While mainly licensing a colour scheme and use of the sacred symbols (The ▲⏺🞭⏹), The rest of its build retains the Backbone One’s original button configuration and symbols for those familiar with the original product. Now in terms of gaming experience itself, your mileage may vary due in part of your home internet for starters. This pertains mainly to those who are seeking to use this solely for its remote play capabilities. As for my personal experience, I had no issues connecting my phone to my PS5 at home, while testing the unit in a park about five blocks away. I played through multiple rounds of Mortal Kombat 11, and about thirty minutes worth of The Last of Us Part I before I was satisfied. Then there was connecting to xCloud, and damn was this just insane. No console, only my phone, the Backbone One and my 5G connection and I was speeding through Mexico, playing through a few missions in Forza Horizon 5.

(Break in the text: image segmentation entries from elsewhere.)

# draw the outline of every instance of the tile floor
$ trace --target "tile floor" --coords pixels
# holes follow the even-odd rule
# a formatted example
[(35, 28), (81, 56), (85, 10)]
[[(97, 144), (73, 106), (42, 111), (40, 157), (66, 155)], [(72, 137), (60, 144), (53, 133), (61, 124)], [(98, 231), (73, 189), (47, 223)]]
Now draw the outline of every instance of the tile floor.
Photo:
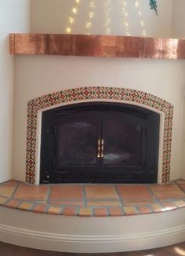
[(0, 184), (0, 205), (66, 216), (129, 216), (185, 207), (185, 181), (168, 185)]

The bumpers and triggers at the top feel fantastic, and are obviously integral to your experience. Designed to give a respective demonstration to both tactile and trigger like qualities, they push the preface that Nintendo should be paying attention to this product for their own controllers, given that the Backbone is able to cater both shoulder button types without any issues. Of course, there is no adaptive triggers or haptic feedback, but vibration is simulated with quick buzzes. This can be turned off for those not wanting that feature. The Backbone app is well organised and acts like your phone’s gaming hub, recognising any titles you may have installed to your iPhone, or the xCloud and PS Remote Play app placed on its dashboard, respectively. The latest news from events such as Gamescom, Sony’s State of Play or an XBOX Showcase are all listed under What’s New, along with brand new games that may have just hit iOS.

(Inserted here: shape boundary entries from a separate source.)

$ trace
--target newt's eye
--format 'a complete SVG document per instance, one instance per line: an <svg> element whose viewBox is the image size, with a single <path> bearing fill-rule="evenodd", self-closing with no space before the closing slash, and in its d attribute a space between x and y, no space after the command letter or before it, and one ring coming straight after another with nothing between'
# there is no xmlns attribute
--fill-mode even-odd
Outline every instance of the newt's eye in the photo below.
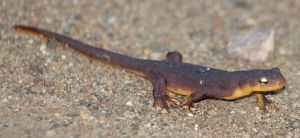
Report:
<svg viewBox="0 0 300 138"><path fill-rule="evenodd" d="M260 78L259 82L260 82L260 84L266 85L266 84L268 84L268 79L266 77L262 77L262 78Z"/></svg>

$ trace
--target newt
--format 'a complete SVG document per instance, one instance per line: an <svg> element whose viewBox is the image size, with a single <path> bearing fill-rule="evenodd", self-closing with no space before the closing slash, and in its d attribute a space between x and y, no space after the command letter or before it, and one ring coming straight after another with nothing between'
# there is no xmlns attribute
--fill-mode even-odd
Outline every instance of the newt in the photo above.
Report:
<svg viewBox="0 0 300 138"><path fill-rule="evenodd" d="M281 90L286 85L286 80L277 67L226 71L184 63L182 55L177 51L168 52L165 60L161 61L138 59L93 47L48 30L23 25L16 25L14 28L41 35L46 39L55 39L104 64L124 69L151 81L153 106L160 106L168 112L169 106L179 107L180 103L168 92L186 96L180 107L183 106L188 111L191 111L194 103L205 99L234 100L248 95L255 95L259 108L266 111L266 106L272 102L265 94Z"/></svg>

The Backbone itself acts as a controller for Mac or PC users, without having to connect their iPhone to the peripheral. Just connect it via the lightning jack on the bottom right port and via USB on your PC. The issue of your phone going flat may be something you run into quickly, depending on your phone’s battery health, to which the aforementioned lightning port acts as a passthrough, meaning you can charge your phone while using the Backbone. There’s also a bottom left port for those looking to connect a pair of headphones via a 3.5mm jack. Certainly nifty for those who want to use their over-ear headphones, or a pair of non-apple earbuds while playing a title or just wanting to listen to some tunes. You can capture images or footage directly to you phone by pressing down on the Backbone’s capture button. Depending on how long you action the button, it will either take a quick snap or record video and save it directly to the app, ready for you to share anywhere.

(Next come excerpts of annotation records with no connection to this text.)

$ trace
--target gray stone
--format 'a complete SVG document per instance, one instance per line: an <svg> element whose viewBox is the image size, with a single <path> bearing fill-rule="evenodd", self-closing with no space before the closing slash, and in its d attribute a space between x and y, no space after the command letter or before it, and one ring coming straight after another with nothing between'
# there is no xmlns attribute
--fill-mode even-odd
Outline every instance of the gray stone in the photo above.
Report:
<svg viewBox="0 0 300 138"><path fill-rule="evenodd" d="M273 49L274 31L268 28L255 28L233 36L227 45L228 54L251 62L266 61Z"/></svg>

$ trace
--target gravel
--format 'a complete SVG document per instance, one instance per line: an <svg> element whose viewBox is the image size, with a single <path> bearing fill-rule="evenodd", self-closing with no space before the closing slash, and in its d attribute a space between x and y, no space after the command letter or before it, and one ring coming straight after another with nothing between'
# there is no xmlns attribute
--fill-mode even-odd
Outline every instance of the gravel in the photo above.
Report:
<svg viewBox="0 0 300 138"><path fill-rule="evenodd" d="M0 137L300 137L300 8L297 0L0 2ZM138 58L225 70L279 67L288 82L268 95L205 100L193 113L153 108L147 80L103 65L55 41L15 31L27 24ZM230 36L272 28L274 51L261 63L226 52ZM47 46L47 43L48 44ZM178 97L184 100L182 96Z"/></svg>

While there are a few other neat little features added to the app such as party’s or chat, I’m unsure if these will be utilised by gamers as much as Discord would be. As a matter of fact, when you purchase a Backbone One, you get three months free of Discord Nitro, so I’m unsure what or why Backbone’s own chat services exist when they know themselves that gamer’s will immediately gravitate towards the premiere platform? Regardless, Backbone One: PlayStation Edition is the dream PSVITA follow-up that we’ll never get from PlayStation themselves, but it definitely delivers a fantastical handheld quality experience. I’m delighted by my usage and how much I love having it on me when I need a quick Mortal Kombat 11 or Forza fix. It’s the add-on I never knew I needed to enrich my gaming experience on the go, and am pleased to say that it’s well worth it if you are a persistent user of remote play or xCloud; this is unequivocally the ultimate way to experience those services.